I say ''the United Nations'' because although its working chamber -- the Security Council -- has no formal existence and mandate outside the will of its members, there nonetheless is an unmistakable chemical entity that consists of those members, the secretariat and the atmosphere that emanates from the always-stunning glass tower and from the enduring sensible part of the United Nations idea.

By the latter I mean not that countries will bring their sovereign national interests to heel for the sake of an abstract idea of international amity but simply that they will see if those interests can be fairly served by using the forums and ways of the world body.

Ronald Reagan and Mikhail Gorbachev have not abandoned skirmishing for political and strategic advantage in the Gulf, but the deeper current is their quest for the benefits of working together.

Reagan in effect is trading in the old Western monopoly in the Gulf -- a position that was slipping badly anyway -- for a joint reach for regional stability. Gorbachev is accepting the uses of American power (he doesn't ask for the withdrawal of the U.S. Navy until there's a cease-fire) in order to head off the specter of a victorious rampant Islamic Iran.

In the code of the Soviet foreign minister: ''it is extremely important to preserve unity in the Security Council.'' Why so? To make sure that Iran and Iraq, especially Iran, accept the council's July 20 resolution calling for a cease-fire and settlement. The one-country-one-vote General Assembly is anarchy. But the U.N. Charter endows the select council -- and especially its five veto-wielding permanent members -- with extensive powers, and it is these that the Russians now seek to apply.

The United States agrees. Our man, Gen. Vernon Walters, is trying to pin the Kremlin down to an arms embargo against Iran if Iran continues to dance around the July 20 resolution. To keep the Soviets in harness, he agreed to risk letting a vote on an embargo slip for a few days. They wanted to give the secretary general time for a bit more diplomatic exploring.

We should see soon whether it was worth the wait. Meanwhile, evidence of Soviet-American cooperation accumulates. Secretary General Javier Perez de Cuellar had discovered that where Iraq wanted the July 20 resolution put into effect sequentially (a cease-fire is the first item, a commission to inquire into the origin of the war is the sixth), Iran wanted to make an undeclared cease-fire and the commission's establishment simultaneous first steps. Last Friday he went back to the council and asked for further instructions.
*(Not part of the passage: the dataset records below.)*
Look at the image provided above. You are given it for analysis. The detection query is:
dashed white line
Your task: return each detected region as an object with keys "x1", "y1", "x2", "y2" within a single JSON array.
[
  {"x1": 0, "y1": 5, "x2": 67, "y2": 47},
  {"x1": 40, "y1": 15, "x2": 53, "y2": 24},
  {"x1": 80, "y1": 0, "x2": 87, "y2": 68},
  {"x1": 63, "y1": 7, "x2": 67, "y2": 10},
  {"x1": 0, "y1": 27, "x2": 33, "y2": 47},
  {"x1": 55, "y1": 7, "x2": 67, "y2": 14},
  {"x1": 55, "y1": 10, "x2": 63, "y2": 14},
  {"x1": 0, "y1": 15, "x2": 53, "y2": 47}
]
The council told him to nail down a formal cease-fire.

The two powers are looking hard at that commission. The original idea was to satisfy Iran's bitter and justified complaint that, as Iran's president told the General Assembly, when Iraq invaded in 1980 the council ''did neither mention any aggression or occupation nor make a request for returning to international borders but, astonishingly enough, called on both parties not to resort to force any further.''

The Americans and, one can infer, the Soviets see the difficulties of setting up an inquiry from which Iran and Iraq demand diametrically opposed results. But at a minimum the exercise would allow Iran the political and psychological satisfactions of airing a profoundly felt grievance. That Iran sees identification of the aggressor as a quick, first political task and determination of the consequences as a second, slower judicial process may indicate its priorities.

All this does not mean it is now a sure thing that Iran will accept the council's diplomatic demands or buckle under to a later arms embargo. The prudent expectation is that Iran will twist and maneuver and fight on through at least one more big fall ground offensive.

It does mean that Moscow has been ready to work publicly with Washington, to forgo a gaping opportunity for scoring points with Iran and to prevent Iran from playing the two great powers off against each other. Reagan has done his part. The United Nations is stage and producer of this rare experiment in regional cooperation, whose implications extend beyond whatever immediate results it may bring in the Gulf.